I am doing a fuzzy name matching exercise and am trying to reduce the number of spelling variations of the same name using tidystringdist. I end up with a dataframe of matches containing two vectors. One has the original value and the second has the value it needs to be changed into. So I need to go back to the original vector of names and change them based on the df with the match values. Normal this would be easy, left_join() on the original names and done. But, my original names can have anywhere from 1 to 4 values in it (multiple owners on properties) so the values to be changed are actually a list of lists. Here is a reprex of what I have done so far:
library(dplyr)
data_to_change <- data.frame(house_number = c(1,2,3),
animal = rbind(c("dog|cat|monkey"),
c("goldfish"),
c("mouse|dog|rabbit|squirrel"))) %>%
mutate(animal_split = strsplit(animal, "[|]"))

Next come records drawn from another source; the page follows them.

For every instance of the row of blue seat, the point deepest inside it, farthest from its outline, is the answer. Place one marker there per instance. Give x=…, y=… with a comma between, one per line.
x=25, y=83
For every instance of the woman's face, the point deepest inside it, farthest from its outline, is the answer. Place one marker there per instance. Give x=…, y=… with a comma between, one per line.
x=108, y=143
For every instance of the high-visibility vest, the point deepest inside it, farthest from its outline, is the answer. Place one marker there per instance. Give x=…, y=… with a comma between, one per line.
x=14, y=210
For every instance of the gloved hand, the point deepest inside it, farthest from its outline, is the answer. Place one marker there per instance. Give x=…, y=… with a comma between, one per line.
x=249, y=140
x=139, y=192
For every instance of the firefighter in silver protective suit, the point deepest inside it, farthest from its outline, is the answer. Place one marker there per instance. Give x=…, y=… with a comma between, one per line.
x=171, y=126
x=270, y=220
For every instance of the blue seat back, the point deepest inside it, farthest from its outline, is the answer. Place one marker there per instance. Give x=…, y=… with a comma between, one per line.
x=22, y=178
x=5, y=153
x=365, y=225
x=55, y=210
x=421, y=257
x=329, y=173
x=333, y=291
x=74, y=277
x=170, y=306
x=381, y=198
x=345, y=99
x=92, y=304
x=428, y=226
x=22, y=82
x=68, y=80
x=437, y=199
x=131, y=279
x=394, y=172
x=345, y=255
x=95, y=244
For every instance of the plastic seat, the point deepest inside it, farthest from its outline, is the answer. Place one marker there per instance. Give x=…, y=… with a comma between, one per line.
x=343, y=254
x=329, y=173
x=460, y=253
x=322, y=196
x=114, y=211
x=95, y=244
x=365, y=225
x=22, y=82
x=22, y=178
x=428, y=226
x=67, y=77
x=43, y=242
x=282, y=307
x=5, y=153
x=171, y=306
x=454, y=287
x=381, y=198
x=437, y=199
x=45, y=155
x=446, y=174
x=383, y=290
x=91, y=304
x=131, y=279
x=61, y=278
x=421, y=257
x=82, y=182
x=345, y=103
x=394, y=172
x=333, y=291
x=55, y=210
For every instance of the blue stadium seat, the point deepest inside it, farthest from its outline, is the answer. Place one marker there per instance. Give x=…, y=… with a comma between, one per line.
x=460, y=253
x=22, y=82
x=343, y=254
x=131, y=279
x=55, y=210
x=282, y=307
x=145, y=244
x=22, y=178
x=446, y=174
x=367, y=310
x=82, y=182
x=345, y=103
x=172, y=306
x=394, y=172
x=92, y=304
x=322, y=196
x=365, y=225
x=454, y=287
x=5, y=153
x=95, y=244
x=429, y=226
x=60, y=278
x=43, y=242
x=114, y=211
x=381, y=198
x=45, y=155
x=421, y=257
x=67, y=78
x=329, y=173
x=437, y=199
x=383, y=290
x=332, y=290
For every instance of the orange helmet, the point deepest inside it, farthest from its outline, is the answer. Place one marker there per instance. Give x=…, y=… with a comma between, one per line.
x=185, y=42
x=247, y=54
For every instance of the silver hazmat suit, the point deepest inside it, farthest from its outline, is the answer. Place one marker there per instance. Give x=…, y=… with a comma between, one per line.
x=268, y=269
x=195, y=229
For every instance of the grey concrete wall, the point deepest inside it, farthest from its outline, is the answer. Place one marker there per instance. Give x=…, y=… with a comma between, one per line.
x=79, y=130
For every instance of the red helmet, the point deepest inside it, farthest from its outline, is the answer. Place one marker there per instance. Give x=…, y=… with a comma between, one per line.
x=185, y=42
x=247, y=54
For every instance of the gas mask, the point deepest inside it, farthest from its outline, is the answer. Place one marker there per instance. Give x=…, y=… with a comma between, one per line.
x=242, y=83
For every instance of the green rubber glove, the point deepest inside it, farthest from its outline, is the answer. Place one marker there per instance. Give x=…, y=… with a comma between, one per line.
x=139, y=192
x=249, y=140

new_names <- data.frame(cbind(V1 = c("dog", "rabbit"),
V2 = c("doggy", "bunny")))
The original data looks like this:
[[1]]
[1] "dog" "cat" "monkey"
[[2]]
[1] "goldfish"
[[3]]
[1] "mouse" "dog" "rabbit" "squirrel"
And I would like to change the animal names so the result looks like this:
[[1]]
[1] "doggy" "cat" "monkey"
[[2]]
[1] "goldfish"
[[3]]
[1] "mouse" "doggy" "bunny" "squirrel"
I don't believe I can simply use replace, because the target and match df list are of different lengths. And I don't think I can unlist it and change it because I need to preserve the association with the house number and other animals in the house.
CodePudding user response:
You can use a lapply()
to wrap around your list, and use stringi::str_replace_all_fixed()
to replace the text.
library(stringi)
data_to_change$animal_split <- lapply(data_to_change$animal_split, stri_replace_all_fixed, new_names$V1, new_names$V2, vectorize = F)
data_to_change$animal_split
[[1]]
[1] "doggy" "cat" "monkey"
[[2]]
[1] "goldfish"
[[3]]
[1] "mouse" "doggy" "bunny" "squirrel"
CodePudding user response:
As these are fixed matches, we can use deframe
to convert the data.frame into a named vector and then use that to match and replace the vector elements in the list
by looping over (map
) and finally coalesce
with the original vector so that the NAs are replaced by original vector
library(dplyr)
library(tibble)
library(purrr)
data_to_change %>%
mutate(animal_split = map(animal_split,
~ coalesce(deframe(new_names)[.x], .x)))
-output
house_number animal animal_split
1 1 dog|cat|monkey doggy, cat, monkey
2 2 goldfish goldfish
3 3 mouse|dog|rabbit|squirrel mouse, doggy, bunny, squirrel